DALLAS – Schools in the Dallas School District may not be opening for hybrid or full on-site learning until COVID-19 case counts in Polk County decline to less than 200 cases per 100,000 residents.
Kim Kellison, the district’s director of teaching and learning, said on Jan. 11 that Polk County’s rate of infection is 480 cases per 100,000 with a positivity rate of 10%.
“We are really going in the wrong direction,” Kellison said.
Gov. Kate Brown said on Dec. 23 that starting on Jan. 1, that the metrics that controlled whether schools could reopen were advisory, not mandatory, and that local school districts and local health authorities could make the decision to reopen.
However, that isn’t the only guide to reopening. Schools must follow guidance issued by the Oregon Department of Education’s Ready Schools, Safe Learners protocol when they open to in-person learning.
“The important part about that is the Ready Schools, Safe Learners is still required guidance for us. It is not optional. Any reopening efforts we have need to rely on that guidance from ODE,” Kellison said.
Also complicating matters is a provision in House Bill 4402, which protects school districts from liability regarding COVID-19.
“Districts that open in the red zone for in-person instruction, when the virus numbers exceed 200 cases per 100,000, do not qualify for the liability protection,” Kellison said.
Superintendent Andy Bellando said he received a letter from Jim Green, the director of the Oregon School Boards Association, which works with the Special Districts Association and insurance provider Property and Casualty Insurance for Educators, which informed districts of the possibility of not having coverage if they opened with case rates too high.

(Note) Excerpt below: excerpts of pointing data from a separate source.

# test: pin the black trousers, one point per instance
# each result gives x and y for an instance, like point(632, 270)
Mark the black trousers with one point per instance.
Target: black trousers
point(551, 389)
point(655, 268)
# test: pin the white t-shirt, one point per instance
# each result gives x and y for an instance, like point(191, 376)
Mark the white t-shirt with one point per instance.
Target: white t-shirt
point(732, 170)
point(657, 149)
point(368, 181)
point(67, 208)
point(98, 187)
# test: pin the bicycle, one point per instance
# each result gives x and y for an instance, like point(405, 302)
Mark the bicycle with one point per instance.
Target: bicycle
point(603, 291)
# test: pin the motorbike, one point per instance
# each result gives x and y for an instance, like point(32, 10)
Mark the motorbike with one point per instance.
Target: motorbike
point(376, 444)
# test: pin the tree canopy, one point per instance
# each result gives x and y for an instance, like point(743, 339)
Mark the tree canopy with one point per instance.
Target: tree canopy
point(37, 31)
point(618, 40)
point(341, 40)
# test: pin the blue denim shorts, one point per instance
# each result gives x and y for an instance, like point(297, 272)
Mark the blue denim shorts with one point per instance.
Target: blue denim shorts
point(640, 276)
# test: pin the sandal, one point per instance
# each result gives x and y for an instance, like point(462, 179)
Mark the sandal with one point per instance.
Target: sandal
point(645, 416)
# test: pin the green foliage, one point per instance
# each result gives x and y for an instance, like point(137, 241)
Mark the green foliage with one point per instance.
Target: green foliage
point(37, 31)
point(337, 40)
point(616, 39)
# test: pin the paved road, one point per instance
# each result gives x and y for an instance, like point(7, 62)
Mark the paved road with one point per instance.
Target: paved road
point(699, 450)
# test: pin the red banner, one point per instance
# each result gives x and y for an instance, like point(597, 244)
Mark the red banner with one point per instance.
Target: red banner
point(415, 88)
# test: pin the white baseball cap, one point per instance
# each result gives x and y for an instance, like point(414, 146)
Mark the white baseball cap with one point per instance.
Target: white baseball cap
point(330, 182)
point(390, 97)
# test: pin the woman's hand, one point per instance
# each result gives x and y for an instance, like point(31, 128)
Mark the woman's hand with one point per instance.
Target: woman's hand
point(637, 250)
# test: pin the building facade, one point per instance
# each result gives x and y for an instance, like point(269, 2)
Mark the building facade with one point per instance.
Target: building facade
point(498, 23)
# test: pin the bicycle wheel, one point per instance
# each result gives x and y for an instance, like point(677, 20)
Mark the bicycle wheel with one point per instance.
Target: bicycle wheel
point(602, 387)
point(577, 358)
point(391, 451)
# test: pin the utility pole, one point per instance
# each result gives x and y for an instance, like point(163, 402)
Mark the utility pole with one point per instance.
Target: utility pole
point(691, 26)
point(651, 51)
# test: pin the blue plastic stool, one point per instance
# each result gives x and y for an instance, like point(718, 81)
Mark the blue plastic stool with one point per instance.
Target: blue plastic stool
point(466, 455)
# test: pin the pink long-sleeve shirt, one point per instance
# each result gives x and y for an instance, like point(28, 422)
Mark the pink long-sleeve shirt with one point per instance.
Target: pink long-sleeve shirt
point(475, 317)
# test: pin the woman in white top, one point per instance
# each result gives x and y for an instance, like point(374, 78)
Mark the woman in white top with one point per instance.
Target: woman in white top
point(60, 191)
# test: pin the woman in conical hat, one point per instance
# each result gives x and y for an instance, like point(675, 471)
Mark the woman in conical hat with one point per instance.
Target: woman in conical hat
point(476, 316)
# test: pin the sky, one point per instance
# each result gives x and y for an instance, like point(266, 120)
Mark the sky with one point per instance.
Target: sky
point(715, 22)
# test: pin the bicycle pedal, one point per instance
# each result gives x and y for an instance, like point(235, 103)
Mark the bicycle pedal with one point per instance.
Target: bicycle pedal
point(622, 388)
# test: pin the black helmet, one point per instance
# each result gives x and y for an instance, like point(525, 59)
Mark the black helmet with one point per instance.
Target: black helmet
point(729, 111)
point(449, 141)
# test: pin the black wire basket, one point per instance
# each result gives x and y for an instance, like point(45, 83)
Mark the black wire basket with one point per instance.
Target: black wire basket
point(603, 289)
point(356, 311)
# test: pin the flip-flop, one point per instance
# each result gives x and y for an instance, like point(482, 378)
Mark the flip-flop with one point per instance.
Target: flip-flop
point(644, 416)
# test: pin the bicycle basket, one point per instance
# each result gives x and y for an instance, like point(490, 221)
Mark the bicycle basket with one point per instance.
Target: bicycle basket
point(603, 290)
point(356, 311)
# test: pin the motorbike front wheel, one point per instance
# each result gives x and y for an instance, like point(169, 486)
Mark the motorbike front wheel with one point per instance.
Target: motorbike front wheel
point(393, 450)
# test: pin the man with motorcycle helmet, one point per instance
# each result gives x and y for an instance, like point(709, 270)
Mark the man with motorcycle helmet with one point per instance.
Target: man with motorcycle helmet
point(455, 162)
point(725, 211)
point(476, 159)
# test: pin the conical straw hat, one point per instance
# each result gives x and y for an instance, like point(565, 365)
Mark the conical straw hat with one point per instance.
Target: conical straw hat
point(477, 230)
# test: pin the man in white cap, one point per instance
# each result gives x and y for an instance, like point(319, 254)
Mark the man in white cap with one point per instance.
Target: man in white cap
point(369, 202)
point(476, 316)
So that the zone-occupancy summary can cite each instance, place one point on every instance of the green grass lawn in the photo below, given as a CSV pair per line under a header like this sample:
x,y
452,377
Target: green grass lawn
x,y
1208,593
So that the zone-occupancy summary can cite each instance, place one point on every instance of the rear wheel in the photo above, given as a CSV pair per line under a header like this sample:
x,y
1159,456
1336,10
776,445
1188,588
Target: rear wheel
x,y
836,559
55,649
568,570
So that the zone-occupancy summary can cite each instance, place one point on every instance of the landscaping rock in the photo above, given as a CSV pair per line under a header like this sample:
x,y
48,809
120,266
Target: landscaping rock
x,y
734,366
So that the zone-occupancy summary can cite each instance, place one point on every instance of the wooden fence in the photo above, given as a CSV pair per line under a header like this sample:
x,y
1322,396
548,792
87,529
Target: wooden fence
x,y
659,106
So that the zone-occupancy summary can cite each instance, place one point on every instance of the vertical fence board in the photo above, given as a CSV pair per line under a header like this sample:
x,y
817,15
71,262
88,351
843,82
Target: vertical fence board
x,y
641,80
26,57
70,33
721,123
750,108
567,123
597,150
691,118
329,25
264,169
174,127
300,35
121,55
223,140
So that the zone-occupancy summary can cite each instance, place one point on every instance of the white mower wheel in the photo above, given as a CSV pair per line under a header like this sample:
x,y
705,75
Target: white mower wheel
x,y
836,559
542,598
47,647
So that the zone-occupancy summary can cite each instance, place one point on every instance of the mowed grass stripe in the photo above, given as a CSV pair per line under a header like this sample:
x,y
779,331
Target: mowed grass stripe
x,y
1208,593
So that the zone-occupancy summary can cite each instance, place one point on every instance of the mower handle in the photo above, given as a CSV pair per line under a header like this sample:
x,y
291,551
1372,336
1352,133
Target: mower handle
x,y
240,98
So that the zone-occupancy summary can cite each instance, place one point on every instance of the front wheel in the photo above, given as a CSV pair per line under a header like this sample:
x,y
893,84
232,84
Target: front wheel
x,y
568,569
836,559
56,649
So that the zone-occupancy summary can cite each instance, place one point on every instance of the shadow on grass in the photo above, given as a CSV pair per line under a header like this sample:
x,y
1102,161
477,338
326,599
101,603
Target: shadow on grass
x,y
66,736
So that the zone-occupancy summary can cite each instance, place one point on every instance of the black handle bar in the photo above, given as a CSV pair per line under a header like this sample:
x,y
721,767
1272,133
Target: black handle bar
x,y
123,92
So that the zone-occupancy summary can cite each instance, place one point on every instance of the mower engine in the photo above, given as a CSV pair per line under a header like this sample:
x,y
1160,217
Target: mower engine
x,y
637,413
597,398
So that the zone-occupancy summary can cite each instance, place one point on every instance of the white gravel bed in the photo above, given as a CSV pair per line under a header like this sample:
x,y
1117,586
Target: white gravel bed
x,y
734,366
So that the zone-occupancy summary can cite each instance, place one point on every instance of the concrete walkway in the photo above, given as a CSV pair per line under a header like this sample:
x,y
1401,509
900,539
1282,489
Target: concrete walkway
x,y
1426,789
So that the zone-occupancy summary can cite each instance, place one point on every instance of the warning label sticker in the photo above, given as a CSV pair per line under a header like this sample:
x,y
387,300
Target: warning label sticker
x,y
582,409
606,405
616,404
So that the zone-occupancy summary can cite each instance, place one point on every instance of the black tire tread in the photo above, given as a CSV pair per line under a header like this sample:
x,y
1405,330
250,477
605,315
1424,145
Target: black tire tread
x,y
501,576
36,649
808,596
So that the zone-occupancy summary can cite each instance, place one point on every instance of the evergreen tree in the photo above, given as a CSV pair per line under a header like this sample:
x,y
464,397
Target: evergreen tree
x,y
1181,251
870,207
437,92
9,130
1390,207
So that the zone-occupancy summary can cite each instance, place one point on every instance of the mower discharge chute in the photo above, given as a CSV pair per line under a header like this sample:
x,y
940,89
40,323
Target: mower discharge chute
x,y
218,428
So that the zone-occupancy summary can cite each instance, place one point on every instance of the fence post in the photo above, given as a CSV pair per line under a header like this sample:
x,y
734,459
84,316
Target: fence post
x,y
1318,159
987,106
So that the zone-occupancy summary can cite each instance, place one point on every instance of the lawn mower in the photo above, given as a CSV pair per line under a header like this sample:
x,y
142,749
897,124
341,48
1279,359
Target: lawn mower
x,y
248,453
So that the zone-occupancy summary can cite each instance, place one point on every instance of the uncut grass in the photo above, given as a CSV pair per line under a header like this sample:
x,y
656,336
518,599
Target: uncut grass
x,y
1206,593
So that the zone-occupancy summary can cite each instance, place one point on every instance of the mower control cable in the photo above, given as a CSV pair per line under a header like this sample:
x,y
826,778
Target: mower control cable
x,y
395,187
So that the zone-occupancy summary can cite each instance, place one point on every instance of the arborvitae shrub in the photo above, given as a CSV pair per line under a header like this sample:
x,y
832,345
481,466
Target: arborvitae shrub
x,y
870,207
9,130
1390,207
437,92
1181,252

“We lean on them for our risk management decisions. This is one that falls under risk management,” Bellando said. “If our insurance company is saying we would not have liability protection if we were to open to all students through a hybrid or full on-site instruction … as superintendent, I want to share with you that that is quite concerning to me.”
Bellando said even considering just the case numbers in the Dallas School District, not the county as a whole, the metrics are discouraging for reopening under any model.
“Our numbers are concerningly high, considering the local metrics, which we are doing,” Bellando said. “I want to help you understand that I can not advocate for opening our schools full or hybrid learning until we see these metrics go in a different direction.”
The numbers under which opening is acceptable may change. Bellando said districts were expecting an update from Brown on Tuesday. Also, the state is scheduled to begin vaccinating teachers and school staff on Jan. 25.
“At this point in time, we are just not low enough to offer hybrid or on-site learning for our kids,” Bellando said.